16 responses to “Map Notes – Tech Support for Yourself”

  1. ETA for evo x ATR? Also, I have a wrx and paid for the EFI university. Took the class and recieved the atr for the wrx. Do I have to pay another 150$ for the evo x ATR when it releases?

    • Hi Marc,

      Evo AT is coming very soon. If you already paid for a previous EFI U AT course and the Evo does belong to you, then we can help you out. When the time comes, contact our support team [email protected] and provide your information regarding the Subaru course you already purchased, then also provide some proof of ownership of the Evo. A copy of your vehicle insurance etc would be fine. Then we can provide you a code to remove the charge from EFI U for the Evo course. You will have to take the class to get the software, but it will be free. In short, nobody ever has to pay twice as long as the additional vehicle(s) belong to the same person. – Adam@COBB

  2. Hi, please advise which tune can I use for
    mustang ecobboost MY17 with
    Catless turbo back & Cold air intake
    thank you

    • Hi Tony,

      We do not officially support mechanical configurations that do not include a catalytic converter of some sort. You will need to have a Protuner create a custom tune for that configuration as it does not fall in line with our Stage Package and Off The Shelf Map progression.


  3. Hi – I just installed a catless (GS) up pipe on my ’06 OBXT; the rest is stock (OEM intake/exhaust). What is the most aggressive map I could use?
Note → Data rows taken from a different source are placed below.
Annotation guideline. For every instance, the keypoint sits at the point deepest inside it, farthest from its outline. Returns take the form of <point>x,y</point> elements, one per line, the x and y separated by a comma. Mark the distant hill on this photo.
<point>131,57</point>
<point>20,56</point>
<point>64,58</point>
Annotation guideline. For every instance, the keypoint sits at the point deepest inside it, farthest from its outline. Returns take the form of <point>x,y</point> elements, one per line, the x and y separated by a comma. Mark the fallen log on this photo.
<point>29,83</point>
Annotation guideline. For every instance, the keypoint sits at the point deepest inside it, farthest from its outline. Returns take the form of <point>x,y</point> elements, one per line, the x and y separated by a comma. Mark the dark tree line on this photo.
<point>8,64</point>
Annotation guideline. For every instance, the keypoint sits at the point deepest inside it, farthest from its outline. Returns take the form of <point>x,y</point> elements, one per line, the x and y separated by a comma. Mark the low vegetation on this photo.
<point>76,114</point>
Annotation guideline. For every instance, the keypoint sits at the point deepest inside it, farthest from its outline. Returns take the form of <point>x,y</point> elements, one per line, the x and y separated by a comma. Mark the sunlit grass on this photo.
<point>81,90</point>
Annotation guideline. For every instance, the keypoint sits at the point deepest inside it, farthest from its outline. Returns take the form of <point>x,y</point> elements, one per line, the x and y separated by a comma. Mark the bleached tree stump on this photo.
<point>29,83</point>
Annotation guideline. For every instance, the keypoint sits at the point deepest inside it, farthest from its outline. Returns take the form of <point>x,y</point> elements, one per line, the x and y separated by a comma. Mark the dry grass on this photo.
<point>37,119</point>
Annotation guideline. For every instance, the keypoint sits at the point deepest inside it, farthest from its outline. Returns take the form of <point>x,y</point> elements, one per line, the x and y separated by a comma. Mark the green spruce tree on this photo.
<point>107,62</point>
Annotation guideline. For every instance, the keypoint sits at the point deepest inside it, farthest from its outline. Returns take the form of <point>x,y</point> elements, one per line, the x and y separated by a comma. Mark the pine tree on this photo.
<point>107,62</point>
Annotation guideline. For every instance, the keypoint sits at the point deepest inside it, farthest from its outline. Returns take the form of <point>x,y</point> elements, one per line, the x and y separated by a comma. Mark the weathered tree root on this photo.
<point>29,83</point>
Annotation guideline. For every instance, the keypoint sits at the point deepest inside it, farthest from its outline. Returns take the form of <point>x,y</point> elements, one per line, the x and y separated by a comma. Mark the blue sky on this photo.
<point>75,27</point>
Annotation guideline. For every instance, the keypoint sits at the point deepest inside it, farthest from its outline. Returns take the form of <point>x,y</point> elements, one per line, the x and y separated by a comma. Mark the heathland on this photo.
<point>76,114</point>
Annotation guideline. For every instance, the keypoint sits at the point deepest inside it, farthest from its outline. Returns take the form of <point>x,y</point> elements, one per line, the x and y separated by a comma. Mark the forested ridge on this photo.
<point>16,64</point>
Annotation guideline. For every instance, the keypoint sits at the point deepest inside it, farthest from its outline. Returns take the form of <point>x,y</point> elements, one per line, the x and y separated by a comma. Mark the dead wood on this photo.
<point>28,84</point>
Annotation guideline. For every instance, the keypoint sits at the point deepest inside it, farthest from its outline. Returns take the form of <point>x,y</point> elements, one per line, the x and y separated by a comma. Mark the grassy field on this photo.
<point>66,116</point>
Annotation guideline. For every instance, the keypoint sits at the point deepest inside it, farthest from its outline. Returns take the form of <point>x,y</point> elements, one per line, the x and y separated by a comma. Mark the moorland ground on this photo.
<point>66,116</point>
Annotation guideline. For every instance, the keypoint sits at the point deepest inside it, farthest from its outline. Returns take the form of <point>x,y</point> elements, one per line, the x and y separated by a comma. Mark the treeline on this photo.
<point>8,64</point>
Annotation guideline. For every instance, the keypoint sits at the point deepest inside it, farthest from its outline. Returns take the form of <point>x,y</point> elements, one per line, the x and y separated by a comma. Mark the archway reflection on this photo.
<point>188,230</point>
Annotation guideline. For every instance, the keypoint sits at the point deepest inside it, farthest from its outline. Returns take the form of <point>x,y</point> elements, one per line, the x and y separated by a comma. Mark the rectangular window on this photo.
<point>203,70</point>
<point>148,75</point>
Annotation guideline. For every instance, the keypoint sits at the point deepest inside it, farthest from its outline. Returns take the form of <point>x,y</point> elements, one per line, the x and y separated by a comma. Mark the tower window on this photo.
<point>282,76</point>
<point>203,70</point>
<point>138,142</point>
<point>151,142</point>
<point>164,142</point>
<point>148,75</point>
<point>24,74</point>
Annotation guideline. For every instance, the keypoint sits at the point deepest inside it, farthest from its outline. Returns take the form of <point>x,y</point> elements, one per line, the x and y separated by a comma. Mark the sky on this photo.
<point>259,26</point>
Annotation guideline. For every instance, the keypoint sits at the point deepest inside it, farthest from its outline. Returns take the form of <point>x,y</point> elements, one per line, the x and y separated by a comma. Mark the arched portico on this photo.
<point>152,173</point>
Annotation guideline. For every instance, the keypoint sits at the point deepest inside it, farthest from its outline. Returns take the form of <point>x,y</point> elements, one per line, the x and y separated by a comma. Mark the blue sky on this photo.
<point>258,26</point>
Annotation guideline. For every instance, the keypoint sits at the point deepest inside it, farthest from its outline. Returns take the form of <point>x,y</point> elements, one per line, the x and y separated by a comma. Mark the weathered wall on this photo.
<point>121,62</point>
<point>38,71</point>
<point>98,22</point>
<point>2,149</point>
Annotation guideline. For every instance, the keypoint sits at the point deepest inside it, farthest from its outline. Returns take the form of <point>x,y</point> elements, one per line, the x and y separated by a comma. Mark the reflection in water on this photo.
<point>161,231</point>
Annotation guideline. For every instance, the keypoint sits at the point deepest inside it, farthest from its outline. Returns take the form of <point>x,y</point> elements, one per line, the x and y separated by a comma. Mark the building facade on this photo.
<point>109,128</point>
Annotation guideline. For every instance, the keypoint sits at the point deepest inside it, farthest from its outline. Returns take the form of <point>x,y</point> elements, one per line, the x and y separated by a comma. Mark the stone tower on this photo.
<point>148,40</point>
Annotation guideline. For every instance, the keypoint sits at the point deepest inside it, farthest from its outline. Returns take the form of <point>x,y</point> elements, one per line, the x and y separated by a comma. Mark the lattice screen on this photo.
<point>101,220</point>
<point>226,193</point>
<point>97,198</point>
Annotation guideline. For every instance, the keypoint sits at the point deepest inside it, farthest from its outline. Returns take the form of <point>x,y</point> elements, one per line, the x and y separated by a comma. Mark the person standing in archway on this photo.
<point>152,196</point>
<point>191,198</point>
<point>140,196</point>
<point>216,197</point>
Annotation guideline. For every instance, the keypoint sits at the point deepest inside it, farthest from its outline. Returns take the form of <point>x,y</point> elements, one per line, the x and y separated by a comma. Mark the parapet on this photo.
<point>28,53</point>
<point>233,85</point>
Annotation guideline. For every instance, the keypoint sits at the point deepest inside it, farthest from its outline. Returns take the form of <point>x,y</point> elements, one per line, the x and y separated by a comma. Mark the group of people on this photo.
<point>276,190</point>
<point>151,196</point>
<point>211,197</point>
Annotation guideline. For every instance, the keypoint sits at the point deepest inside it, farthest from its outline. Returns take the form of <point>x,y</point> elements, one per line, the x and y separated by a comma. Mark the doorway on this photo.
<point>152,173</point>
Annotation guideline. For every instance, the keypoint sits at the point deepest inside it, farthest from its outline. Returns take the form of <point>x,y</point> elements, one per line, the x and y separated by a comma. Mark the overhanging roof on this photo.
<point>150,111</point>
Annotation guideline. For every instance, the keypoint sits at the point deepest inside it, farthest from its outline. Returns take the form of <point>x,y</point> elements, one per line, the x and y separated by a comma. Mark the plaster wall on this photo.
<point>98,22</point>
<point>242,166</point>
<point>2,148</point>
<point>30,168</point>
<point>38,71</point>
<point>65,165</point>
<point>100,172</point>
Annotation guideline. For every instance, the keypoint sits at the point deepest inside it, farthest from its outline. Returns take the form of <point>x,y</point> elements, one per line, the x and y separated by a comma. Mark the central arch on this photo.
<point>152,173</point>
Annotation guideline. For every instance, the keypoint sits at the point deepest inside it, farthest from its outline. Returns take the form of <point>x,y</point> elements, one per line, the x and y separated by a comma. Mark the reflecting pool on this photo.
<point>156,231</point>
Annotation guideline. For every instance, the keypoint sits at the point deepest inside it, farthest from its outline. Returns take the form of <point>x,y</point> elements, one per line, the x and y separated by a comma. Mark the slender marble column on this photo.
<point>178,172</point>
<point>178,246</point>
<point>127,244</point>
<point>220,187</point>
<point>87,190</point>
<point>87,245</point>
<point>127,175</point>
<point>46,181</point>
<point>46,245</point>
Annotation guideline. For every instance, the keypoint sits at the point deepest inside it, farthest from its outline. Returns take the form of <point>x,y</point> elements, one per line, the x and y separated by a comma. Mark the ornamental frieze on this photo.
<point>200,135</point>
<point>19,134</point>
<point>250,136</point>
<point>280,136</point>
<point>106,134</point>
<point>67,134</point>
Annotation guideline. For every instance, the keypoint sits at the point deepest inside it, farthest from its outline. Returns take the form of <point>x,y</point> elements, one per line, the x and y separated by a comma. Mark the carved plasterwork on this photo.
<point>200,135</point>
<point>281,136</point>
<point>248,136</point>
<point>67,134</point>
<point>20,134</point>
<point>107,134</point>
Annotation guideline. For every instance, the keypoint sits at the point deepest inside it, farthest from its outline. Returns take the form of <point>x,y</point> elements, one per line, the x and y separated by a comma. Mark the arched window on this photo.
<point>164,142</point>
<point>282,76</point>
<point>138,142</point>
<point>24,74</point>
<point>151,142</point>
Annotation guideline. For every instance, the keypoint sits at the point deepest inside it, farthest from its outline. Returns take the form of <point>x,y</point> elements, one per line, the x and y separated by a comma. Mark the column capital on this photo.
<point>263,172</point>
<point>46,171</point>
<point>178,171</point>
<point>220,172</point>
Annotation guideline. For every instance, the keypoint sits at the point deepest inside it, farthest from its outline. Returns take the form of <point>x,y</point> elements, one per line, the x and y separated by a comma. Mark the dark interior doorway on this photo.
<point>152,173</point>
    • Hi Eric! Anything beyond our Stage 1 maps require additional modifications. We do not officially support vehicles that have had emissions equipment removed so you will experience a CEL for the removed catalytic converter in the up pipe when using our provided map files.


  4. Wondering what map to run I have 05 sti with stock turbo, nvidia N1 catted exhaust, stock cat down pipe, and sf Cobb intake. Any help would be appreciated.

    • We do not offer an OTS Map that is compatible with the Mishimoto intake. If you would like to use our maps, you would need either a stock or COBB intake. Otherwise, you would need a custom tune created by one of our Protuners.


  5. I have a 2020 wrx mainly stock with the exception of an cat back exhaust. Just received my accessport and was wondering what tune would you recommend.

    • Hey Bryan, on an otherwise stock vehicle (cat-back does not require tuning changes) we recommend using the standard Stage 1 file specific to your fuel type (91 or 93 octane).


  6. Hi, I have upgraded my intercooler cool air intake cat back exhaust and hot and cold air charge pipes. On my 2021 f150 3.5l ecoboost tremor. What tune map should I use? I did the stage 2 sports 91 oct but I wanna make sure I did the right one.

    • Hey Jon, sounds like a great setup on the Tremor! With those modifications, you are safe to use our Stage 2 map file that correlates to your fuel type.